As you plan your getaway, think about your family member’s best and worst times of day. As their caregiver, you likely have a pretty good idea of when those are. Try to work your travel arrangements around those times.
Also, give thought to the type of transportation you take. While airline travel might be fastest, it can also be the most stressful. Airports are often busy, noisy places, and flights are frequently delayed. For an adult with Alzheimer’s, that can increase anxiety and agitation.

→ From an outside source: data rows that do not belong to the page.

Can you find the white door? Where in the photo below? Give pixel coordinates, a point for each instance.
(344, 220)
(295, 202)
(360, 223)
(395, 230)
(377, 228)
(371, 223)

By contrast, traveling by car allows you to control the pace of the trip while also maintaining a quieter environment. If your loved one is getting restless, you can stop and take a quick walk or get a snack.
3. Pack with care.
While no one likes to think something bad will happen on vacation, it’s always best to plan for an emergency. Make sure you have a copy of your family member’s health file, including their medical history, medication list, physical contact information, and any legal documents (e.g., power of attorney or living will) they have in place.
Also pack activities your loved one can engage in while you travel. It might be a box of favorite photos, playing cards to sort, or a knitting project. If your loved one responds well to music, set up their favorite songs on a playlist to play in the car or on headphones.
4. Ask travel staff for assistance.
Most airports and airlines offer programs for travelers who need assistance. The Department of Transportation has a variety of resources you can review to learn more about them. Call the airline directly in advance of your trip to make arrangements and to learn about their boarding protocols.
If you are staying at a hotel, call the manager ahead of time to explain your situation. They may have resources available to help make your stay go more smoothly. The manager or concierge might also be able to help arrange for a caregiver to stay with your loved one while you go on outings that might not be a good fit for them.
5. Invest in a GPS tracking device.
Technology provides families with discreet but effective options for monitoring a loved one’s location. These GPS tracking devices often look like a regular sports watch. They contain wireless technology that can help you locate the user in real time. When you are traveling with someone who has memory loss, they can be a great safety investment to make.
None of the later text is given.